VINO
"Vin, ikut kepanitiaan Dies Natalis yuk."
Gue yang masih fokus menggambar rancangan bangunan di kertas A3 jadi menoleh, pada Abel yang sibuk dengan laptopnya. Saat ini kita berdua sedang berada di gazebo jurusan. Hari Jumat, hari terakhir perkuliahan membuat gazebo cukup ramai dipenuhi mahasiswa.
Gue ngambil penggaris segitiga siku-siku lalu kembali menuntaskan tugas praktikum yang deadline-nya sore nanti. Kalau Abel jangan ditanya, dia tipe mahasiswi rajin yang kalau hari ini ada tugas praktikum, malamnya bakal langsung dicicil. Sekarang aja dia lagi nyicil tugas makalah di laptopnya, padahal deadline pengumpulannya masih minggu depan.
"Vin, ikut ya? Gue daftarin nih di form online-nya." Ajak Abel lagi, dengan suara yang kentara sekali sedang kesal—mungkin karena udah dua kali nanya dan gue abaikan.

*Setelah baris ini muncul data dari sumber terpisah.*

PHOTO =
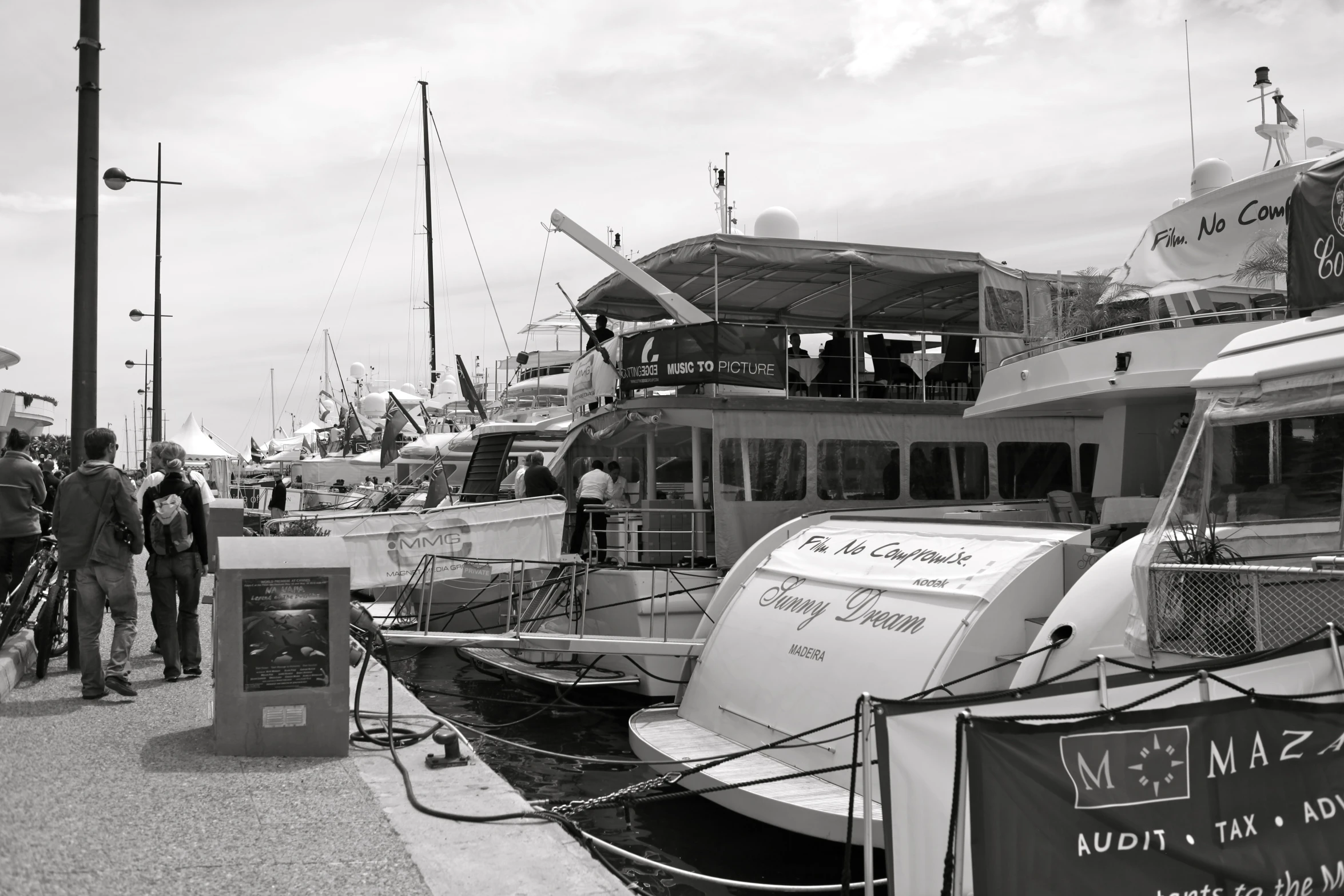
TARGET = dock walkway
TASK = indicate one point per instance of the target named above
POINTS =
(127, 795)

Duh, kalau nggak lagi kepepet deadline praktikum udah gue tinggal nih gambar teknik yang kalau gue pikir-pikir ngeselin juga, nggak beres-beres dari semalem gue kebut, sampai gue cuman tidur 1 jam.

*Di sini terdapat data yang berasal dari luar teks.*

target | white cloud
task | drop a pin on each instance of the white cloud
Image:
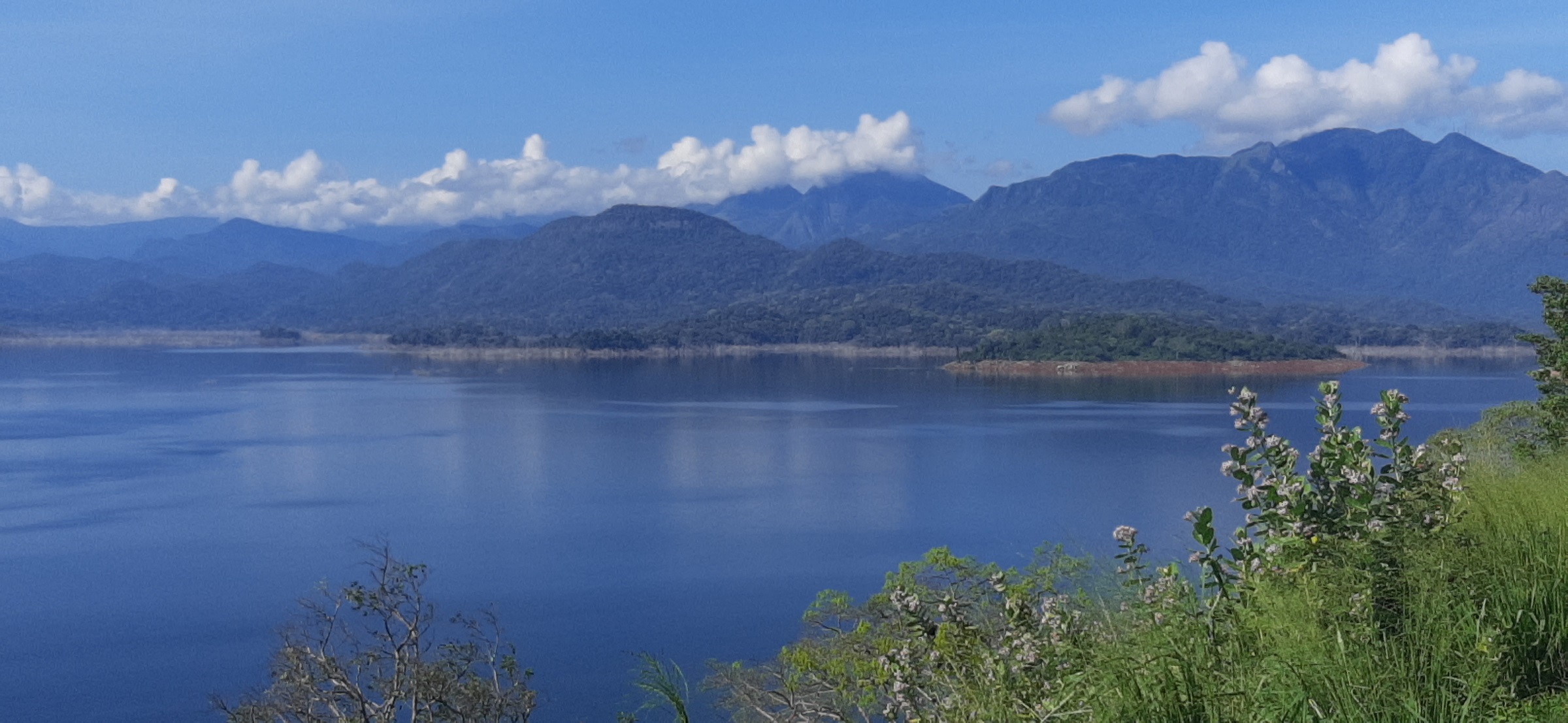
(306, 195)
(1286, 98)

"Bentar Bel, gue kinap ini udah jam 2, jir." Balas gue apa adanya, tidak langsung mengiyakan tawaran Abel. Perkara ikut kepanitiaan bukan keputusan yang asal dihayukan saja. Ada berbagai pertimbangan yang perlu dibicarakan, terkait waktu, tenaga, sampai bagian divisi yang mau diambil. Gue nggak mau ambil resiko gara-gara ikut kepanitiaan, gue malah jadi jauh sama Abel karena kita beda divisi.
Kadang gitu sih emang, calon panitia dibebaskan memilih divisi apa yang diminati, tapi ujung-ujungnya ada aja drama oper-mengoper divisi yang sepi peminat. Dan gue nggak mau kalau kejadian itu terjadi sama gue dan Abel. Gue nggak siap harus ngelepas kesayangan gue itu dari pengawasan gue.
Hehe, kesayangan soon to be maksudnya. Doain dong!
"Drawpen nol koma dua gue kemana anjir, sempet-sempetnya lagi urgent begini malah ilang." Seru gue panik sambil menyingkirkan alat-alat menggambar yang tersebar di atas meja.
Kebetulan gazebo Jurusan Arsi punya meja dan kursi yang banyak, bukan jenis meja panjang yang dipakai bersama seperti kebanyakan gazebo kampus, tapi jenis meja bundar yang lumayan besar, biasanya setiap meja dipakai untuk 4-6 orang. Tapi sekarang, meja yang lagi gue pakai ini cuman diisi gue sama Abel karena Daniel dan Senja lagi ada urusan.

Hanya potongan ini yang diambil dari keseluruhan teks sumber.